More Complex Development Cycles
Your development cycles are about to change. They will get longer and more complex as you add resources and the unique processes that come with data science development. Data science teams are tasked with data collection/sourcing, discovery, cleaning/processing, training, and sometimes deployment. Your initial integration of these new data scientists and your existing development teams is extremely important. Many data scientists and executives with new data science teams are shocked at the time spent on data the first three steps — collection, discovery, and cleaning. Upwards of 90% of a data scientist’s time is spent on these tasks — rather than model creation, testing, and deployment. So what is one to do?

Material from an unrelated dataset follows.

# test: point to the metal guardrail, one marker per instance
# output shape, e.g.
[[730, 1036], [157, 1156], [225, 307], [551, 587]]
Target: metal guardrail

If you are stretched for data scientists — employ data analysts and enable them with the tools they will ask for such as Alteryx, DataRobot or Knime. Good data analysts can use these solutions experiment with creating data pipes, discovery, cleaning and testing generic models. This early work by your analysts can greatly accelerate your build time and be a budget-friendly solution where data scientists would otherwise spend mountains of time on prior to model creation and testing.
Plan for near-immediate and model degradation and therefore higher than usual ongoing maintenance cost. A machine learning model evolving in relation to the world it touches — it needs to be maintained to be in tip-top shape. As you do with new features for non-data projects- account for higher than usual upfront maintenance and a long tail for ongoing. If you have to manually label training data or have a manual collection process- don’t forget that this will be part of maintenance too as you will likely need to update your models with this new information.
Getting a handle on the complexities of data science
If you don’t have a data science background — that’s ok. My top recommendation is to immerse yourself in the world of data science, even if for a short time. A few paths I recommend:
- Take MOOC’s — brush up on your statistics first before diving into machine learning.
- If you don’t have a software development background — use tools that help you accelerate — Alteryx, Knime, RapidMiner, and DataRobot are all awesome tools at varying price points (Knime has the most usable free option).
- Do a Kaggle or DrivenData competition using one of the tools above. These can take as little as 2 hours and are a great way to learn by doing. If you want to see the power of deep learning with one of these competitions — try using H2O’s Driverless AI solution, it is incredible.